Jesus also discusses a class he calls ‘eunuchs’ which would appear to refer to more those who’s testicles or external genitalia had been removed or had been born without functioning genitalia:

But He said to them, “Not all men can accept this statement, but only those to whom it has been given. “For there are eunuchs who were born that way from their mother’s womb; and there are eunuchs who were made eunuchs by men; and there are also eunuchs who made themselves eunuchs for the sake of the kingdom of heaven. He who is able to accept this, let him accept it.”
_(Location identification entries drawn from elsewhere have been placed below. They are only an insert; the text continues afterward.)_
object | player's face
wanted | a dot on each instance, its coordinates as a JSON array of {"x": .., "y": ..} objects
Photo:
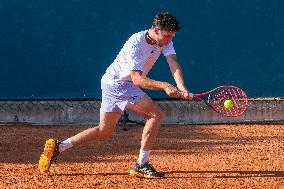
[{"x": 164, "y": 37}]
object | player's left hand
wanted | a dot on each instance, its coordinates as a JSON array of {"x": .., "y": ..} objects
[{"x": 185, "y": 94}]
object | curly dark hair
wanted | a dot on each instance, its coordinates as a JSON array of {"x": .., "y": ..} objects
[{"x": 166, "y": 21}]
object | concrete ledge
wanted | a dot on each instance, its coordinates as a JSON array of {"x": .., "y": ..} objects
[{"x": 62, "y": 112}]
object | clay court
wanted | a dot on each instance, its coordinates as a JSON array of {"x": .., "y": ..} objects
[{"x": 193, "y": 156}]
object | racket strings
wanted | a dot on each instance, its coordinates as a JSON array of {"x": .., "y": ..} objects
[{"x": 224, "y": 93}]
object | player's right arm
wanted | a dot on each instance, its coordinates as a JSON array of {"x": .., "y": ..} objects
[{"x": 142, "y": 81}]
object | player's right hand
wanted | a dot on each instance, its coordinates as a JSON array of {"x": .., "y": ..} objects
[{"x": 172, "y": 91}]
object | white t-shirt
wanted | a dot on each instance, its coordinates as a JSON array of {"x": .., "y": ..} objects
[{"x": 136, "y": 54}]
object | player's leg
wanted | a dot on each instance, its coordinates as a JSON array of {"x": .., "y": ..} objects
[
  {"x": 148, "y": 108},
  {"x": 108, "y": 121}
]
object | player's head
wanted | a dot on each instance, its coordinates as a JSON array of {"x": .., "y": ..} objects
[
  {"x": 165, "y": 26},
  {"x": 166, "y": 21}
]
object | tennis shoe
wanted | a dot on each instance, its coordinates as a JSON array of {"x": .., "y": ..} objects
[
  {"x": 49, "y": 155},
  {"x": 145, "y": 171}
]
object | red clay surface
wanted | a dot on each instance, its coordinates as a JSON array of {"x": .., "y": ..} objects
[{"x": 199, "y": 156}]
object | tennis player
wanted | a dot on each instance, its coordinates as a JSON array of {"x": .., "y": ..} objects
[{"x": 121, "y": 89}]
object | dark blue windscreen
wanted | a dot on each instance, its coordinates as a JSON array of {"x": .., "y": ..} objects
[{"x": 60, "y": 49}]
Jesus speaking in Matthew 19:11

An early Christian manual condemns the practice:

An early Christian teaching manual called “Didache” commands:

Thou shalt do no murder; thou shalt not commit adultery; thou shalt not commit sodomy; thou shalt not commit fornication; thou shalt not steal; thou shalt not use magic; thou shalt not use philtres; thou shalt not procure abortion, nor commit infanticide; thou shalt not covet thy neighbor’s goods;

Didache 2:2

Didache, although framed in the negative, which was not the way that Jesus spoke, illuminates his teachings by being extremely clear about the meaning of the instructions of Jesus:

“Commit no sodomy. Avoid abortion. Do not commit infanticide.”